Wenn ich das zusätzliche COUNT nicht aufnehme, kommt sowas:
d01mart gesamt verliehen d01gsi 
21 624 114 0421255 
40 1449 239 0515594 
41 1320 114 3042272 
21 624 114 0484144 
32 880 85 0570845 
35 242 12 0000721 
24 1061 58 0556749 
31 643 59 0448792 
38 1163 212 0504464 
28 350 30 0001042 
28 350 30 0001053 
usw.

Es wird also jeder Datensatz EINZELN aufgeführt, also z.B. aud der Bestandsgruppe 28 nicht die Gesamtsumme aller Titel, sondern für jeden Datensatz eine Zeile.

Was den Prozentwert anbelangt:
Kannst Du mir die komplette Abfrage reinstellen. Irgendwie funktioniert der Befehl bei mir nicht.

Vorab schon mal wieder ganz vielen Dank.

Das mit AS und CASE THEN habsch jetzt verstanden. Wieder was gelernt!
Scheint so ähnlich wie der EXCEL-Befehl "ZÄHLENWENN" zu sein.

Grüße
vom Muppes


----------



## tombe (22. August 2013)

Hallo Muppes,

das mit dem COUNT verstehe ich noch immer nicht und es ist echt schwer deine Beispiele zu lesen wenn sie nicht formatiert und mit Kommentaren versehen sind was sie bedeuten.

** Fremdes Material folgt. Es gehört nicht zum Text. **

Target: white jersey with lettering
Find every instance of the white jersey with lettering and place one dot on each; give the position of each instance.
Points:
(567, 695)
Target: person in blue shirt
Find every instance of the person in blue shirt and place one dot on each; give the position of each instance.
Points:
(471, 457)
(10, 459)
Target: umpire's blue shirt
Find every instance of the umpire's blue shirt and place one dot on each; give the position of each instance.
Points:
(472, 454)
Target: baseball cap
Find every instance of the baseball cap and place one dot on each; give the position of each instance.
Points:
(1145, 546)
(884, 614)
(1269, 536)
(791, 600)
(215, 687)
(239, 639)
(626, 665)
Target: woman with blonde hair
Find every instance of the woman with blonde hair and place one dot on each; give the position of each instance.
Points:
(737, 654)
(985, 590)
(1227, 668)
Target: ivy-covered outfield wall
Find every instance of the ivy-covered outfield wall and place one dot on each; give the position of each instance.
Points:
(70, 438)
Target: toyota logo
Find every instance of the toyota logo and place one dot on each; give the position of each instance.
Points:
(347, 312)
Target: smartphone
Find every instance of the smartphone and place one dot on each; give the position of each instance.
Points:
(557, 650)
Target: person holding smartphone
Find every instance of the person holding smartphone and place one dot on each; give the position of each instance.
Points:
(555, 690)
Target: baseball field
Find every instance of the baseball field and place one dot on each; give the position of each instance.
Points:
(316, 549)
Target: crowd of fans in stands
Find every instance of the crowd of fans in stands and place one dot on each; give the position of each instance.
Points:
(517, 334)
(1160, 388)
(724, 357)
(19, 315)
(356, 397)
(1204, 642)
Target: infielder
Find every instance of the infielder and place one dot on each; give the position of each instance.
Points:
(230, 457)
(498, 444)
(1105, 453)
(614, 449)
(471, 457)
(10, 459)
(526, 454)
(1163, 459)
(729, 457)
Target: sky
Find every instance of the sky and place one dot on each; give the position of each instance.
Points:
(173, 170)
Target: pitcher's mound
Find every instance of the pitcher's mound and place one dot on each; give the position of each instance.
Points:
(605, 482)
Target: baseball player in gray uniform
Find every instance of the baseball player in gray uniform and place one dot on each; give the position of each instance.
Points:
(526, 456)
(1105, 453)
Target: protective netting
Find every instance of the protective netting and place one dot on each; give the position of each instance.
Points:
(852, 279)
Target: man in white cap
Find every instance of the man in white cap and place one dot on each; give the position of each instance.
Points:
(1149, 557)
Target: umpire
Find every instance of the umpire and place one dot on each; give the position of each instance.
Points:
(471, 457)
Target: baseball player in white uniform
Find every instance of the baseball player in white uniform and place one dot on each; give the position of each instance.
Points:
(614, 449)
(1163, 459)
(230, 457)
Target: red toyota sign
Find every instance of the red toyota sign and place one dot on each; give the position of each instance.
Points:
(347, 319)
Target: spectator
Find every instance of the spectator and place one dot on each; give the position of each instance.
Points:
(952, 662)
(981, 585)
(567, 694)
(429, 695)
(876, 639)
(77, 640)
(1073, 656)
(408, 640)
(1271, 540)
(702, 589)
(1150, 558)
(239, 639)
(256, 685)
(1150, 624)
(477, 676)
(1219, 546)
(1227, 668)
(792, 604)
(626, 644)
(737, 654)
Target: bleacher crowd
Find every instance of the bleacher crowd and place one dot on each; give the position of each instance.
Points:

Die Abfrage mit Ausgabe der Prozentwerte sollte bei dir wohl so aussehen:


```
SELECT
    d01mart,
    COUNT(*) AS gesamt,
    SUM(CASE WHEN d01status = 4 THEN 1 ELSE 0 END) AS verliehen,
    (COUNT(*) / SUM(CASE WHEN d01status = 4 THEN 1 ELSE 0 END)) AS prozent,
    COUNT(*) AS zusatz
FROM d01buch
WHERE d01mtyp = 1
GROUP BY d01mart
```

Viele Grüße Thomas


----------



## Muppes (23. August 2013)

Hallo Tombe,
vielen Dank für Deinen Beitrag.
Die Prozentwerte werden ao allerdings falsch berechnet. Ich habe das Kommando umgestellt/ergänzt:

                Code sql:

1
2
3
4
5
6
7
8
9
*SELECT*
    d01mart,
*COUNT*(*) *AS* gesamt,
*SUM*(*CASE* *WHEN* d01status = 4 *THEN* 1 *ELSE* 0 *END*) *AS* verliehen,
(*SUM*(*CASE* *WHEN* d01status = 4 *THEN* 1 *ELSE* 0 *END*) * 100 / *COUNT*(*)) *AS* prozent,
*COUNT*(*) *AS* zusatz
*FROM* d01buch
*WHERE* d01mtyp = 1
*GROUP* *BY* d01mart





Ich bräuchte jetzt aber bei den Prozenten noch mindestens 1 Hinterkommastelle ******

Und mir ist noch nicht die letzte Spalte klar "zusatz".
Spalte 1 "d01mart" bedeutet Medienart, also Bestandsgruppe (mart 22 ist z.B. Geographie)
Spalte 2 "gesamt" - Gesamtanzahl aller Medien in dieser Gruppe
Spalte 3 "entliehen" - Gesamtanzahl aller entliehenen Medien dieser Gruppe
Spalte 4 "prozent" - prozentualer Anteil der entliehenen Medien an der Gesamtanzahl dieser Gruppe
Spalte 5 "zusatz" - mir nicht klar. Ist die selbe Zahl wie in Spalte 2 "gesamt"


Im Anhang 2 Bilddateien:
einmal mit den falschen, einmal mit den richtigen Prozentwerten
in beiden ist auch die Spalte "zusatz" zu sehen

Herzlichen Dank vorab für die Bemühungen.
Muppes


----------



## tombe (23. August 2013)

Was die Berechnung angeht, hast du natürlich Recht. Da habe ich mal wieder schlampig geschrieben.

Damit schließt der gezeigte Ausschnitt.